Mark Kingwell: In Pursuit Of Happiness: Better Living From Plato To Prozac

Mark Kingwell: In Pursuit Of Happiness: Better Living From Plato To Prozac

"The trouble with most people is not that they are unhappy," University Of Toronto philosophy professor Mark Kingwell writes a third of the way into In Pursuit Of Happiness, his fourth book. "It is that they do not know how to think clearly about what happiness might be." By way of illustration, he investigates two thoroughly modern emotional quick-fixes: He spends a week eating brown rice and hugging strangers at an isolated "Inward Bound" retreat, then samples Prozac and St. John's Wort, which leave him feeling antisocial, clumsy, and deflated. It's no surprise that neither experience makes him happy, except insofar as they provide grist for his wandering but intellectually challenging discussion of the source and nature of real happiness, and how the modern era has misunderstood it. Kingwell starts and ends his quest with Socrates, but he bounces off Aristotle, Freud, Nietzsche, John Stuart Mill, Voltaire, Epictetus, and many others along the way. He discusses in depth how happiness has been commercialized, commodified, pathologized, and reified in the Information Age.
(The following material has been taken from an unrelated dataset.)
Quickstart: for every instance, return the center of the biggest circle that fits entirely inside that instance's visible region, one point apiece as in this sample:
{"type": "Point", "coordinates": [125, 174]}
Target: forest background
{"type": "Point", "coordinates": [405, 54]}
He carves out distinct conceptual niches for happiness, joy, and contentment; indulges himself in critical reviews of Melrose Place, The Simpsons, and Star Trek; and generally holds forth on all manner of random topics in prose that ranges from chatty and anecdotal to primly didactic, even sanctimonious. He doesn't offer a guru's road map to happiness, instead writing about how to think about it—a concept much less fuzzy and abstract than happiness itself, though ultimately more sterile. Kingwell proves this himself when, after reaching his philosophical and scholarly conclusions, he describes in postscript the simple happiness Fred Astaire movies bring him. In effect, he makes it abundantly clear that experiencing happiness has very little to do with dissecting it. Still, he makes it equally clear that analyzing unhappiness is far more productive and interesting than simply bemoaning it.